The author team shared

1. Do you have any ideas as to what Cpc2’s binding partner in the outer mitochondrial membrane might be? Would it be possible to map translocation complexes of the outer membrane onto the tomograms of mitochondria to determine whether the ribosomes are in close proximity to these, supporting your hypothesis that the hibernating ribosomes are ready to restart mitochondrial protein synthesis upon nutrient repletion?

That’s a great question. Currently, we do not have a definitive answer, but we have some ideas, and we are actively investigating this. Based on the data we have, we cannot map translocation complexes directly, but it’s an excellent suggestion and a possibility we can explore in the future.

2. Mammalian mitochondria tend to fuse, rather than fragment, during starvation to protect themselves from mitophagy. Do you have an explanation for why pombe mitochondria do the opposite? Do other yeast species’ mitochondria behave the same as S. pombe’s during starvation?

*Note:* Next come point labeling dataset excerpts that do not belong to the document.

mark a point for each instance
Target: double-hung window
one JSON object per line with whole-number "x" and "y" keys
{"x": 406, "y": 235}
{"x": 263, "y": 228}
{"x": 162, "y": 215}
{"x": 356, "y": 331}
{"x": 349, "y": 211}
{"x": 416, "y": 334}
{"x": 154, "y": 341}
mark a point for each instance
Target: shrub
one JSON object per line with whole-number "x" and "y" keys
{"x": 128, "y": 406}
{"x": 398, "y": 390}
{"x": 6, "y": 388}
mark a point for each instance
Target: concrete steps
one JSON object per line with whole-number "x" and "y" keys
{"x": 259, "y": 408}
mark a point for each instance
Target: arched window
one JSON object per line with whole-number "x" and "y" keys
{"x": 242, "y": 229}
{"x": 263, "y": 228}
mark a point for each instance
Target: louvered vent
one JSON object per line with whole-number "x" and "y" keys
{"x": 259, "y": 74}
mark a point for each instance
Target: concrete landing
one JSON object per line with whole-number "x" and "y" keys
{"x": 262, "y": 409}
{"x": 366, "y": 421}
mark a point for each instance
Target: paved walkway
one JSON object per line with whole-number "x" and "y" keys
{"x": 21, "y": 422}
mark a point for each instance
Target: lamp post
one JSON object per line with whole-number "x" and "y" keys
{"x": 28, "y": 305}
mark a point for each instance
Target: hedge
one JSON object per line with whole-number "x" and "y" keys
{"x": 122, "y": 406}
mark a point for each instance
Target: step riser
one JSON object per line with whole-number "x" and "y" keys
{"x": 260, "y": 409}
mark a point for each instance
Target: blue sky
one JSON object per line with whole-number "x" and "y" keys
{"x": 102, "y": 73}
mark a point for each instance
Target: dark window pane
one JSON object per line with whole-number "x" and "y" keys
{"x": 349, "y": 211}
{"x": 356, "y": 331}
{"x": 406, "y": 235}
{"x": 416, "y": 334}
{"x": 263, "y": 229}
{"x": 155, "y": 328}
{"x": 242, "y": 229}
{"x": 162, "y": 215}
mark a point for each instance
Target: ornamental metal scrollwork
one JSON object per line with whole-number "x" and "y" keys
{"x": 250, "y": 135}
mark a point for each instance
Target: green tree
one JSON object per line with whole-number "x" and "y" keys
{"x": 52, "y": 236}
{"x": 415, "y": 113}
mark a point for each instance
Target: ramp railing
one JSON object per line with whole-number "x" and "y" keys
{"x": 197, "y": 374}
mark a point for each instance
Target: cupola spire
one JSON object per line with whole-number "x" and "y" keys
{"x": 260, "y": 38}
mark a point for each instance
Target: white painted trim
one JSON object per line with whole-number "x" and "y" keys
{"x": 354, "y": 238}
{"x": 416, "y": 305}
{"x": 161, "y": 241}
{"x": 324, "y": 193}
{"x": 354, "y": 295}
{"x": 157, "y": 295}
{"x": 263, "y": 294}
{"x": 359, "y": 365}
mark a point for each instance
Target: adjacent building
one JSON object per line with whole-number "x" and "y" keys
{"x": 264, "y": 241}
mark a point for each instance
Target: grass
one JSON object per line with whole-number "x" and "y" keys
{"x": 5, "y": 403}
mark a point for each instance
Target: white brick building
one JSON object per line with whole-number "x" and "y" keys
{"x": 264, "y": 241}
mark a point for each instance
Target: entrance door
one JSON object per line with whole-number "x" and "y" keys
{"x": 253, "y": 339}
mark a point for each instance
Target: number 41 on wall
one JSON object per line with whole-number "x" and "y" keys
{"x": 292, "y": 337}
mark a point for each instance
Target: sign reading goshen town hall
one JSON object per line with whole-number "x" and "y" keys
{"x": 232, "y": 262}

Based on available literature, we found that some yeast, including both budding and fission yeast, fragment their mitochondria in response to stress induced by glucose depletion. The function of mitochondria fragmentation in promoting cell survival during starvation could be to enhance the efficiency of energy production. Smaller mitochondria have a higher surface area-to-volume ratio, possibly facilitating more efficient nutrient utilization and ATP production. Mitochondria fragmentation could also function as a way of selectively removing damaged mitochondria via mitophagy, helping to prevent the generation of reactive oxygen species (ROS) that could be harmful during nutrient depletion. We are indeed fascinated, how in mammals, mitochondria tend to elongate to protect themselves from mitophagy. Nevertheless, in some cancers, particularly colon cancer, mitochondria tend to fragment to boost bioenergetics and somehow confer cell survival.

 

3. In your preprint, especially in the abstract, it sounds like you propose that the sequestration of ribosomes to mitochondria may confer cell survival. However, in the corresponding data, Cpc2 deletion impacted cell survival even in EMM 2% glucose media (Figure 4B), where cells are not glucose-deprived, mitochondria are not fragmented and ribosomes are not sequestered to mitochondria (Figure S9). Therefore Cpc2’s interaction with the mitochondrial membrane and the associated ribosome sequestration may not be the factors that confer cell survival, but rather it may be another function of Cpc2 important specifically in the EMM medium but not under glucose-deprivation.

This is an excellent point; we are only beginning to uncover new roles for Cpc2. In fact, the function of Cpc2 extends beyond translation and goes into cell signaling, while its homolog’s function, RACK1, extends to cell survival and apoptosis in mammals. This makes it an interesting target for cancer research. Since expression of Cpc2 is a tightly regulated process, we speculate that using EMM medium as a minimal medium, compared to a rich medium, could have a broader effect on cell survival. We are currently trying to narrow Cps2 deletion to protein synthesis, and we will have more information on this soon.